McDonald’s Fires CEO, and People Are Lovin’ It
Over the weekend McDonald’s fired its CEO and was showered with kudos for it. It was a strong response to a crisis, and the company took an interesting approach to its communications. The incident is also more evidence that we’re in a fertile period of crisis-related executive exoduses.
On Sunday, Nov. 3, the fast-food giant issued a press release announcing that Steve Easterbrook, its CEO since March 2015, “has separated from the company following the board’s determination that he violated company policy and demonstrated poor judgment involving a recent consensual relationship with an employee.”
McDonald’s was lauded on the communications front because the release was so frank about the reason for the firing. Operationally, it was applauded for taking strong action and not making excuses for why it would keep Easterbrook on despite his skirting its rules.
More CEOs are being pushed out of their jobs for ethical lapses.
— Jessica DiNapoli, Reuters
That’s especially noteworthy because he’s credited with improving the company’s performance, including pushing it forward in technology use.

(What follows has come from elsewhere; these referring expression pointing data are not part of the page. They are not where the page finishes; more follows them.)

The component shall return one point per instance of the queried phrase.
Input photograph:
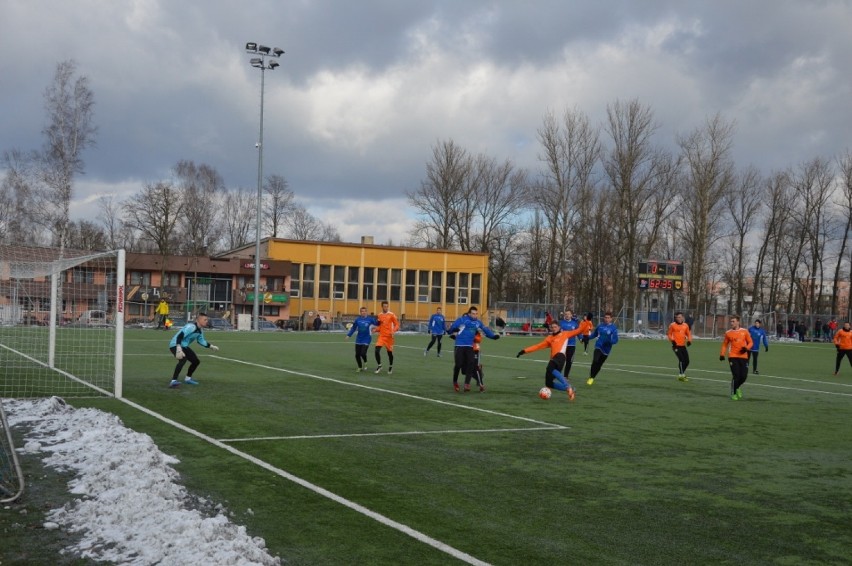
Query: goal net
(61, 322)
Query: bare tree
(69, 104)
(302, 225)
(201, 186)
(571, 149)
(155, 212)
(278, 203)
(707, 179)
(631, 165)
(776, 197)
(442, 194)
(742, 204)
(239, 216)
(844, 163)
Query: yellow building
(339, 278)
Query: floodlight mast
(264, 65)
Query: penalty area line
(378, 517)
(401, 433)
(392, 392)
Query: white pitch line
(408, 433)
(392, 392)
(388, 522)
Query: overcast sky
(366, 88)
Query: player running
(605, 336)
(363, 325)
(179, 347)
(681, 338)
(737, 343)
(557, 341)
(387, 327)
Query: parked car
(219, 324)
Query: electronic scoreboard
(665, 275)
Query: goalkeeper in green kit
(179, 347)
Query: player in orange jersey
(557, 341)
(388, 326)
(737, 344)
(843, 343)
(681, 338)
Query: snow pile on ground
(129, 509)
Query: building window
(140, 278)
(437, 277)
(423, 287)
(451, 287)
(352, 289)
(396, 284)
(83, 275)
(325, 282)
(171, 280)
(382, 287)
(308, 280)
(339, 283)
(369, 276)
(295, 280)
(475, 287)
(410, 278)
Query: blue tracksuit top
(187, 335)
(466, 328)
(758, 334)
(607, 337)
(572, 324)
(437, 324)
(363, 324)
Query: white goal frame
(83, 351)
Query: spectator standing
(162, 312)
(437, 328)
(758, 335)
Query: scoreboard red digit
(663, 275)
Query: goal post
(61, 322)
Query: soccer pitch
(331, 466)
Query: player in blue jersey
(758, 335)
(605, 336)
(363, 325)
(569, 322)
(463, 331)
(437, 328)
(179, 347)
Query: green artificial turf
(640, 469)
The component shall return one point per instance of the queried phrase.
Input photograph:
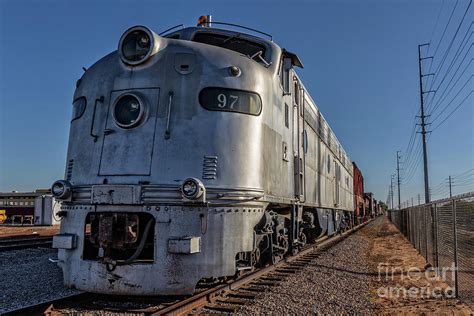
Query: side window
(305, 141)
(297, 93)
(285, 66)
(329, 163)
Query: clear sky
(361, 67)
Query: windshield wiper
(230, 38)
(259, 55)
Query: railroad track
(223, 298)
(25, 241)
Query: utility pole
(423, 123)
(450, 188)
(398, 177)
(391, 187)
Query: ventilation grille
(209, 167)
(70, 165)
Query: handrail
(171, 28)
(236, 25)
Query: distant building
(20, 206)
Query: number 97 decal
(222, 100)
(231, 100)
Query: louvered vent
(70, 165)
(209, 167)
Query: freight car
(194, 155)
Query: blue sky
(361, 67)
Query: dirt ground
(402, 285)
(25, 230)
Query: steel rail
(200, 300)
(24, 241)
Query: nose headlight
(137, 44)
(61, 189)
(192, 189)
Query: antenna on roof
(205, 21)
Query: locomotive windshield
(232, 42)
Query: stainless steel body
(284, 156)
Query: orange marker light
(202, 20)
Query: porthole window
(78, 108)
(128, 111)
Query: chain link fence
(443, 233)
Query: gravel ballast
(28, 277)
(337, 282)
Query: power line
(461, 48)
(454, 98)
(450, 45)
(452, 112)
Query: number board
(231, 100)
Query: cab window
(232, 41)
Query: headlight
(192, 189)
(128, 111)
(61, 189)
(136, 45)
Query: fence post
(456, 284)
(426, 233)
(436, 236)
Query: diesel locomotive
(194, 155)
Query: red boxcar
(358, 194)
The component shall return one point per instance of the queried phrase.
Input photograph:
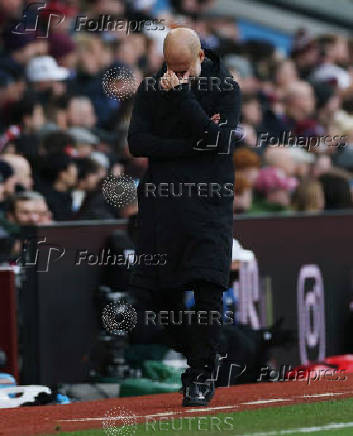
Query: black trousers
(195, 332)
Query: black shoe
(198, 387)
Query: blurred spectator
(305, 53)
(300, 107)
(63, 48)
(89, 176)
(333, 53)
(22, 171)
(61, 177)
(303, 162)
(28, 115)
(243, 194)
(309, 196)
(9, 180)
(251, 110)
(280, 157)
(247, 164)
(28, 208)
(80, 112)
(46, 77)
(84, 139)
(274, 190)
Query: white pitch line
(271, 400)
(208, 409)
(327, 394)
(328, 427)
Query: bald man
(183, 121)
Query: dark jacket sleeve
(144, 144)
(219, 137)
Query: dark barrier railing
(306, 260)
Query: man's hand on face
(170, 80)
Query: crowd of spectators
(61, 134)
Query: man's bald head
(182, 38)
(182, 51)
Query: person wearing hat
(45, 75)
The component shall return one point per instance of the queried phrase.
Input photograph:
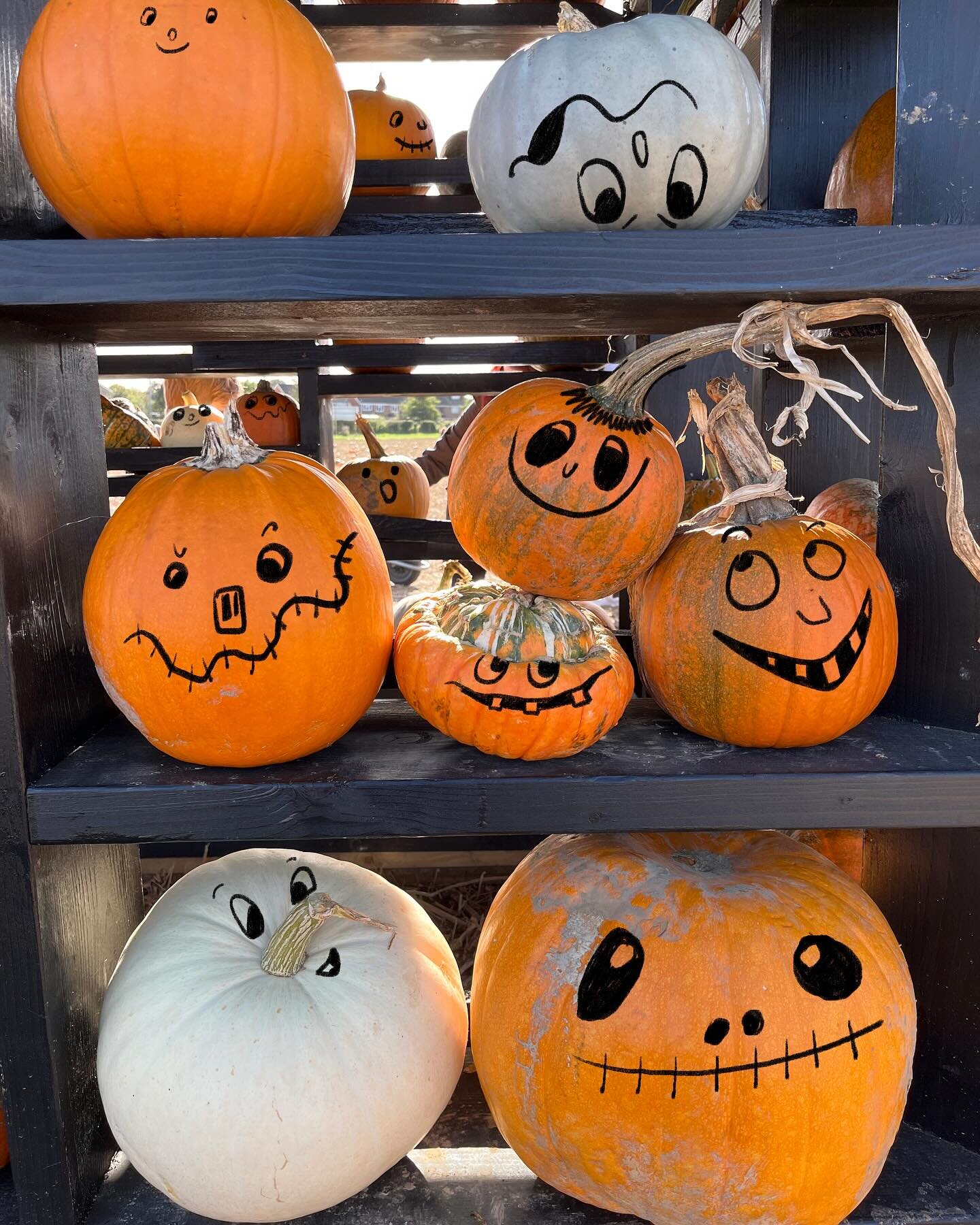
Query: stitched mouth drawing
(823, 674)
(229, 618)
(810, 1053)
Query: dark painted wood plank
(395, 776)
(376, 287)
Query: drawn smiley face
(173, 41)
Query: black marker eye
(826, 968)
(823, 559)
(176, 576)
(549, 444)
(301, 885)
(689, 178)
(331, 968)
(248, 915)
(610, 975)
(543, 673)
(275, 563)
(753, 581)
(610, 463)
(603, 196)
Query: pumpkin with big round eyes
(512, 674)
(235, 647)
(693, 1028)
(271, 418)
(564, 491)
(263, 994)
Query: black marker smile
(561, 510)
(811, 1053)
(578, 696)
(821, 674)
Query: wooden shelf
(463, 1173)
(185, 291)
(392, 774)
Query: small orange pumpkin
(693, 1027)
(771, 629)
(386, 484)
(271, 418)
(512, 674)
(390, 128)
(238, 606)
(124, 116)
(864, 173)
(564, 491)
(851, 504)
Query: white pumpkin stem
(227, 445)
(287, 951)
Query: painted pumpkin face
(271, 418)
(560, 496)
(248, 646)
(135, 95)
(512, 674)
(658, 124)
(184, 425)
(778, 635)
(693, 1027)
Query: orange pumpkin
(512, 674)
(563, 491)
(390, 128)
(124, 116)
(693, 1027)
(270, 416)
(864, 173)
(853, 505)
(386, 484)
(238, 606)
(772, 629)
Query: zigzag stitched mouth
(823, 674)
(577, 696)
(811, 1053)
(257, 657)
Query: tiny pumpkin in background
(851, 504)
(512, 674)
(391, 128)
(386, 484)
(693, 1027)
(184, 427)
(271, 418)
(124, 425)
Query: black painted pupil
(837, 972)
(549, 444)
(274, 564)
(606, 986)
(176, 576)
(610, 463)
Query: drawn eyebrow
(546, 139)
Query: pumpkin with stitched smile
(238, 606)
(564, 490)
(693, 1027)
(512, 674)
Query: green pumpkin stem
(287, 951)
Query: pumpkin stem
(227, 445)
(374, 447)
(286, 955)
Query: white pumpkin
(263, 1051)
(184, 425)
(649, 124)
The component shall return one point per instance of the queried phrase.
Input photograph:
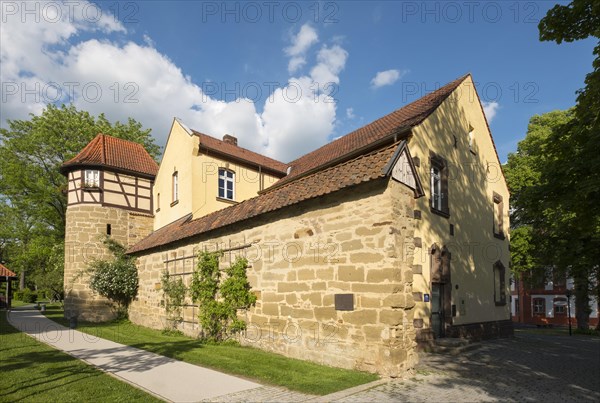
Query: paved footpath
(528, 367)
(164, 377)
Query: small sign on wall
(344, 302)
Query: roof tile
(240, 153)
(353, 172)
(113, 152)
(4, 272)
(407, 116)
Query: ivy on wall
(115, 278)
(218, 301)
(174, 295)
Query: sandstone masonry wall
(85, 227)
(357, 241)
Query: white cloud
(490, 109)
(301, 43)
(387, 77)
(126, 79)
(331, 62)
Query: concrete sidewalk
(164, 377)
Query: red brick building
(545, 304)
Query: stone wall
(350, 242)
(86, 225)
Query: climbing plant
(115, 278)
(174, 295)
(218, 301)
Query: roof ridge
(407, 116)
(240, 147)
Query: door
(437, 309)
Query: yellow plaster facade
(474, 177)
(197, 172)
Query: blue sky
(307, 68)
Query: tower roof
(112, 152)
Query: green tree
(32, 191)
(571, 175)
(549, 230)
(115, 278)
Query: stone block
(351, 273)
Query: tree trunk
(582, 300)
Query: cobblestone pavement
(525, 368)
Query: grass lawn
(14, 303)
(247, 362)
(35, 372)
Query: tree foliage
(32, 190)
(115, 278)
(219, 301)
(553, 177)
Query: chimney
(230, 139)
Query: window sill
(445, 214)
(229, 201)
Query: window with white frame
(439, 186)
(91, 178)
(175, 186)
(436, 188)
(539, 306)
(226, 184)
(471, 137)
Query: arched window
(499, 283)
(440, 264)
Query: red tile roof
(113, 152)
(358, 157)
(240, 153)
(403, 118)
(5, 272)
(362, 169)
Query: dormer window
(175, 183)
(91, 178)
(226, 184)
(471, 139)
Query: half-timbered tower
(109, 193)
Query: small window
(559, 279)
(560, 306)
(499, 283)
(498, 216)
(539, 306)
(471, 138)
(226, 184)
(175, 186)
(91, 178)
(439, 186)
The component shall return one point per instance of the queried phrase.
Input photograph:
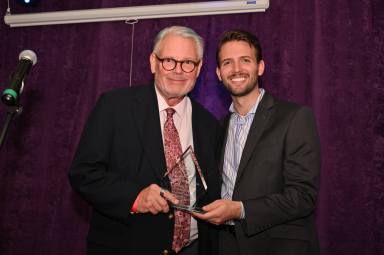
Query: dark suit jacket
(278, 178)
(120, 153)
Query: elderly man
(133, 136)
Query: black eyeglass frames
(170, 64)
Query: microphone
(10, 96)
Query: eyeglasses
(170, 64)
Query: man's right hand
(150, 200)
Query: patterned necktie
(179, 181)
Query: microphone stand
(12, 111)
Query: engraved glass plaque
(197, 184)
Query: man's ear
(199, 68)
(152, 62)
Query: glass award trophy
(196, 179)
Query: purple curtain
(328, 54)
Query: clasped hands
(155, 200)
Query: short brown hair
(239, 35)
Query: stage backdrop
(327, 54)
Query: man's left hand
(220, 211)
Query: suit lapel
(259, 123)
(222, 153)
(146, 115)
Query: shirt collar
(179, 108)
(254, 107)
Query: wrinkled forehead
(178, 46)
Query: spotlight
(28, 2)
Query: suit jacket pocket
(288, 231)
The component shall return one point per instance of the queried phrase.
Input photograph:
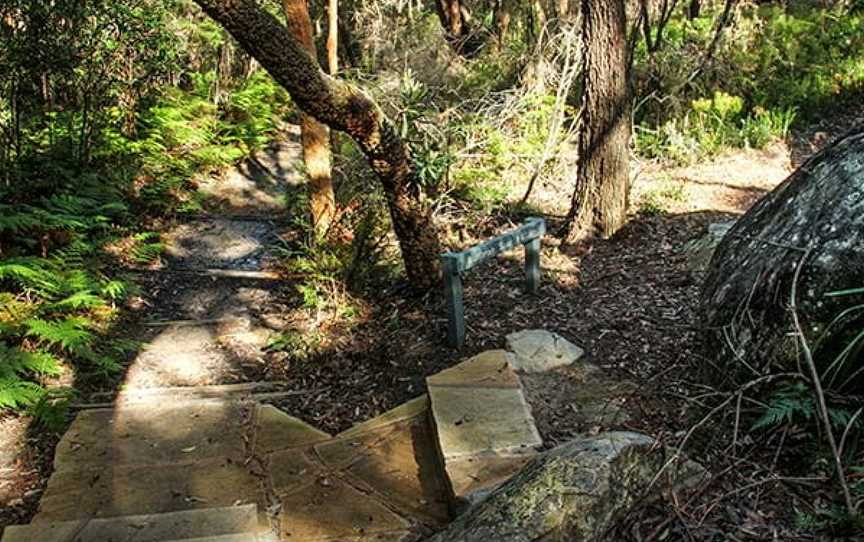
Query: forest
(258, 213)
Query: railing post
(532, 257)
(532, 265)
(455, 307)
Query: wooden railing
(456, 263)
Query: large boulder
(572, 493)
(815, 218)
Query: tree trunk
(575, 492)
(315, 136)
(694, 9)
(818, 212)
(455, 21)
(600, 200)
(333, 36)
(342, 107)
(503, 15)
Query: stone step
(166, 432)
(216, 524)
(483, 425)
(132, 396)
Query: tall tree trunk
(599, 205)
(503, 15)
(314, 135)
(342, 107)
(455, 21)
(333, 36)
(694, 9)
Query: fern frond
(77, 301)
(16, 393)
(16, 362)
(71, 334)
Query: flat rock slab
(328, 509)
(483, 424)
(168, 433)
(276, 430)
(190, 524)
(219, 243)
(538, 350)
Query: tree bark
(333, 36)
(694, 9)
(818, 212)
(575, 492)
(455, 21)
(342, 107)
(315, 136)
(601, 197)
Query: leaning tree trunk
(457, 27)
(342, 107)
(314, 135)
(575, 492)
(332, 36)
(600, 200)
(814, 219)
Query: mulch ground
(630, 301)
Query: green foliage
(130, 107)
(775, 65)
(300, 346)
(712, 125)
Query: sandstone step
(276, 430)
(483, 425)
(245, 537)
(208, 524)
(133, 396)
(166, 432)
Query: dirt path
(207, 308)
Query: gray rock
(700, 251)
(574, 492)
(538, 350)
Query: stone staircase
(218, 465)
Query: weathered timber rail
(456, 263)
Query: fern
(18, 362)
(71, 334)
(16, 393)
(786, 406)
(15, 365)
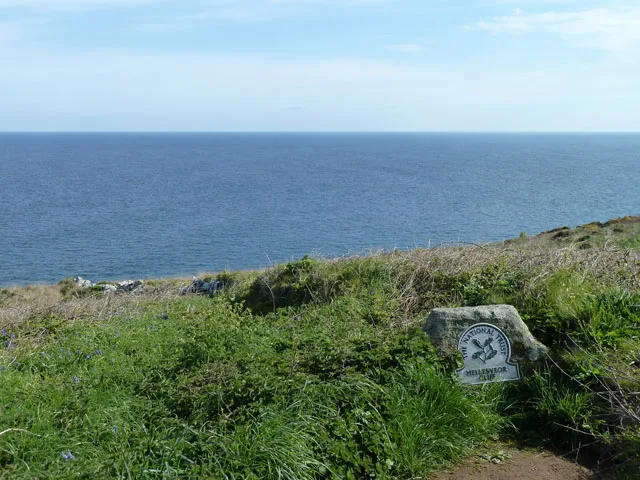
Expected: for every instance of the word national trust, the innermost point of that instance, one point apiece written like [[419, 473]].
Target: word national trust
[[492, 339]]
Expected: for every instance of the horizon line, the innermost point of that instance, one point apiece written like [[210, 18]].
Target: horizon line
[[516, 132]]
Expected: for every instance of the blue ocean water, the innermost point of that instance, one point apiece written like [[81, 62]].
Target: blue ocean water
[[111, 206]]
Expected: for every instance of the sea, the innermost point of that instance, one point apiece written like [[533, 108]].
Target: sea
[[112, 206]]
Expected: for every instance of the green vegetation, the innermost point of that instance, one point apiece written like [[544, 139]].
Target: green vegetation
[[319, 368]]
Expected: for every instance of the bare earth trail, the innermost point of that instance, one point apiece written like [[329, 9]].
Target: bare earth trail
[[521, 465]]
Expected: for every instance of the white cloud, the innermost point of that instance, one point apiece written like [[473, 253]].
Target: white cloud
[[57, 5], [406, 47], [119, 90], [613, 29]]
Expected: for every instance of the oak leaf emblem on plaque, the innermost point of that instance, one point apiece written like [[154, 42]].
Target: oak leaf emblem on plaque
[[485, 351]]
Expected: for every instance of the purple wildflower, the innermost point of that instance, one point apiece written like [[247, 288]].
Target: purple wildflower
[[67, 456]]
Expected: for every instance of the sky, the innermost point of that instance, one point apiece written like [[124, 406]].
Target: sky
[[320, 65]]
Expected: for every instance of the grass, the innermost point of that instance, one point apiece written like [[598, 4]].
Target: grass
[[319, 368]]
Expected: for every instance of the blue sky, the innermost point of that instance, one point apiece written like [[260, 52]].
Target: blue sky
[[320, 65]]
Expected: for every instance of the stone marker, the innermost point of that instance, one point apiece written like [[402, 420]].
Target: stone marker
[[493, 339]]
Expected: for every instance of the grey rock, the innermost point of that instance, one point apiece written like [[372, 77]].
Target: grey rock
[[81, 282], [200, 286], [129, 286], [445, 325]]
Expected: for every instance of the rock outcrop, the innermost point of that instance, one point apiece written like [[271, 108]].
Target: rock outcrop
[[200, 286], [445, 326]]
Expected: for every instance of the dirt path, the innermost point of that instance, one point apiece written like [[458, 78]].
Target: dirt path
[[521, 465]]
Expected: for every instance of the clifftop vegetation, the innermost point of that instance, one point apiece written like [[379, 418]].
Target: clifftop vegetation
[[319, 368]]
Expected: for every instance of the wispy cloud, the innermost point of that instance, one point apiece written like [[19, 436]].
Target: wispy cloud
[[72, 5], [613, 29], [406, 47]]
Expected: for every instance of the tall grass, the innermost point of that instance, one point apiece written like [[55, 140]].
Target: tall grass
[[316, 368]]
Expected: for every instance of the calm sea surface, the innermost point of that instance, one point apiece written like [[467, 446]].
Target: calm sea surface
[[112, 206]]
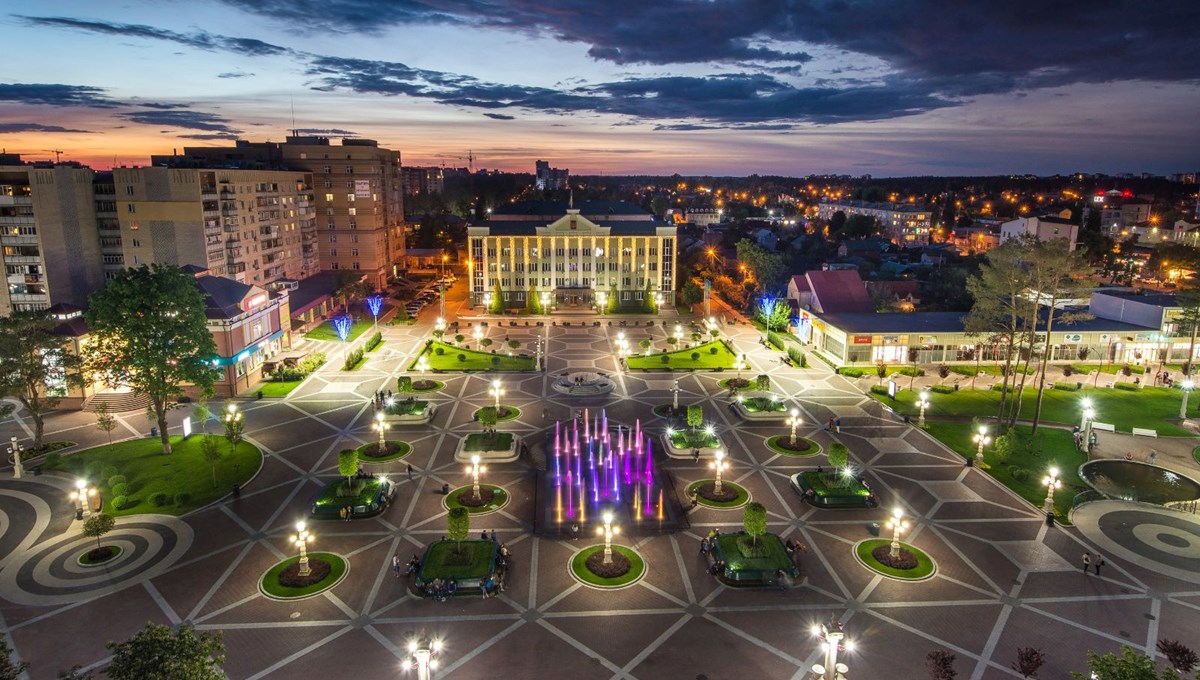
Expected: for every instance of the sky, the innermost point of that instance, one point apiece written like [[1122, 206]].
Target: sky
[[887, 88]]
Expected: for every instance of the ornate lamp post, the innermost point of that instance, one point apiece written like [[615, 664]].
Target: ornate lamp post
[[833, 641], [609, 531], [718, 465], [793, 421], [1053, 482], [474, 470], [981, 440], [301, 539], [897, 524]]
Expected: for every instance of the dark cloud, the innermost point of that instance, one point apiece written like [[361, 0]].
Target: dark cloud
[[199, 40], [187, 120], [55, 95], [11, 127]]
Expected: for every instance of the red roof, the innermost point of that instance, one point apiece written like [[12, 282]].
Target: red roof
[[839, 293]]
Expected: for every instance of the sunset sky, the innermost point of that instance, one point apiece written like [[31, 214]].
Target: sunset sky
[[695, 86]]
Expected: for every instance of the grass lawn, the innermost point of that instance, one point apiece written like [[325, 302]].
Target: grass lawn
[[325, 331], [270, 582], [694, 439], [1026, 467], [489, 441], [924, 563], [681, 359], [473, 360], [443, 560], [1151, 407], [149, 471]]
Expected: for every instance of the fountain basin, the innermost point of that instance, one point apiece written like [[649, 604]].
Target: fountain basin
[[1131, 480]]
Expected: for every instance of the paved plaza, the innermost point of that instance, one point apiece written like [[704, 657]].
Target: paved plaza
[[1003, 579]]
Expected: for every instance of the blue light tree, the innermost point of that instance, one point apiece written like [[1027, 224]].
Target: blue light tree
[[375, 305]]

Granted, McDonald’s took the standard approach of leading with the news of Easterbrook’s replacement, Chris Kempczinski, who had been president of its US operation — but, hey, the company is only human.
The release didn’t say anything about Easterbrook’s situation other than that mentioned above (not even a “thank you for your service”), and the canned quotes about and from Kempczinski were particularly ho-hum. (Easterbrook reportedly penned an email to employees in which he admitted his mistake.)
What was strange was that, the same day, McDonald’s put out a separate release about Kempczinski’s replacement as US head. Most companies would cover that in the same statement. Was McDonald’s trying to pull a fast one by pushing down the negative news? Both releases are also shorter than this particular species of communication typically is.
A lot of the press coverage emphasized that, especially in the wake of the #MeToo movement targeting sexual misbehavior, companies can’t afford to wink at anything that comes close to impropriety. Even with consensual situations, there are fears of favoritism or retaliation should the relationship sour.
Jessica DiNapoli of Reuters had a story with the headline “US Boards End Era of Impunity for ‘Skirt-Chasers,’ McDonald’s Firing Shows.” “More CEOs are being pushed out of their jobs for ethical lapses ranging from sexual indiscretions to fraud than in the past,” she wrote, citing a PricewaterhouseCoopers study.
Indeed, in September, we pointed out that there seems to be a trend of CEOs leaving companies, including Juul, WeWork, and eBay, for crisis-related reasons. Other leaders have left since then and for equally difficult causes, including at Under Armour and Marathon Petroleum.
On Monday, McDonald’s Chief People Officer David Fairhurst also left the company. It’s unclear whether the move was connected to Easterbrook’s departure.